Loftus speaking at the Beckman Center, March 2007
Loftus didn't flinch at this step. "A therapist isn't supposed to lie to clients," she conceded. "But there's nothing to stop a parent from trying something like this with an overweight child or teen." Parents already lied to kids about Santa Claus and the tooth fairy, she observed. To her, it was a no-brainer: "A white lie that might get them to eat broccoli and asparagus vs. a lifetime of obesity and diabetes: Which would you rather have for your kid?"
She was correct: The memories she was planting would do more good than harm. The same could be said for EPS and for her old proposal to limit side-effect warnings. But her ideas were becoming steadily bolder. She was thinking less like a student and more like an engineer. She was becoming more willing to deceive and to redefine consent. She was trying not just to shape the future but to reshape the past. And she was noticing none of this. Memory therapy was coming from a place she had forgotten, and it was going somewhere she couldn't foresee.
Where would it stop? Should a line be drawn against altering the past? If so, where? Those questions were open to debate. But something unsettling had already happened: Loftus had crossed her own line without recognizing it.
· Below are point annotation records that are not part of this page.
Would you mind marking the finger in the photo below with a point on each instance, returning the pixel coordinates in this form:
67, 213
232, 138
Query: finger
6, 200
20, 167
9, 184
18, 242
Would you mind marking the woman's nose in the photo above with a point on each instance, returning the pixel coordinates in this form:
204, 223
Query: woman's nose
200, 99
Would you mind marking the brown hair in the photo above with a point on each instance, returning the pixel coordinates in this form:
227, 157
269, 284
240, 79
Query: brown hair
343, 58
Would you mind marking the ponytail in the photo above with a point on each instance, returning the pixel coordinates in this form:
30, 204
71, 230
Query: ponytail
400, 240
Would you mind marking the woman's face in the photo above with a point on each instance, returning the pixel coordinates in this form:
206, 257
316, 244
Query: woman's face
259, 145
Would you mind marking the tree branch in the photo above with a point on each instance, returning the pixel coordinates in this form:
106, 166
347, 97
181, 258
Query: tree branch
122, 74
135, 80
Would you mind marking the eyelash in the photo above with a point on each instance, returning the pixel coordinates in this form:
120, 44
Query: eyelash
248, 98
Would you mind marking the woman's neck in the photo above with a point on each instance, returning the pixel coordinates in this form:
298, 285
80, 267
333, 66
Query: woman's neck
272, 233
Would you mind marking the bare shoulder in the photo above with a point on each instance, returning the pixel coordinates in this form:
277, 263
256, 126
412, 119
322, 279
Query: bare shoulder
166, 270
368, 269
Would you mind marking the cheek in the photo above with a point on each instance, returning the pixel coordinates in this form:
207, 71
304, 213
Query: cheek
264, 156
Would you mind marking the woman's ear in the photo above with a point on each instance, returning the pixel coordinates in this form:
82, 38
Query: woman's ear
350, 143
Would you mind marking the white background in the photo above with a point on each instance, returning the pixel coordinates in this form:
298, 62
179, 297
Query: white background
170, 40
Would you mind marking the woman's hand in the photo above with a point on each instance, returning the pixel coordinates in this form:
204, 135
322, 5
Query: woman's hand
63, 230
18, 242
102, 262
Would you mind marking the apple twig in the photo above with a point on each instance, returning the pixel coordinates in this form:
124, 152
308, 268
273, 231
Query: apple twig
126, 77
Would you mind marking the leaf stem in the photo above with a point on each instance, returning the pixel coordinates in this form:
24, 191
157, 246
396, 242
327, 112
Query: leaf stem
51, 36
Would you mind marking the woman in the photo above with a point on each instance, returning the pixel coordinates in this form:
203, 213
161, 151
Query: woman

Many years earlier, she had worked with survey researchers on a common problem: false behavioral reports. (Read Memory, Sex, and Food: The Price of Error.) Deluded by rosy memories, people misrepresented their conduct. They underreported their sex partners, exaggerated their consistency in using condoms, and claimed better eating habits than they had really practiced. These delusions, in turn, skewed medical diagnoses and the surveys that informed nutritional science. To illustrate the danger, Loftus had sketched a scenario: Suppose researchers were interviewing women to identify dietary factors in breast cancer. If some of the women claimed to have eaten healthier food than they had really consumed, correlations between their outcomes and their actual diets would be obscured.
Now Loftus was planting precisely such memories. The problem wasn't just where to draw the line against memory modification. The problem was remembering where you had drawn it.
From food to alcohol: Loftus explores new frontiers in memory therapy
Undeterred, she plowed ahead. If memory therapy could change eating habits, why not drinking habits? With grant money from the National Institute on Alcohol and Alcohol Abuse, she and her collaborators moved on to alcohol, using the same method. In a report on their experiment, submitted in March 2010 to Alcoholism: Clinical and Experimental Research, they called their work "a first step in exploring the idea of using memory implantation techniques for the purposes of reducing or eliminating an unwanted behavior."
The list of unwanted behaviors was just getting started.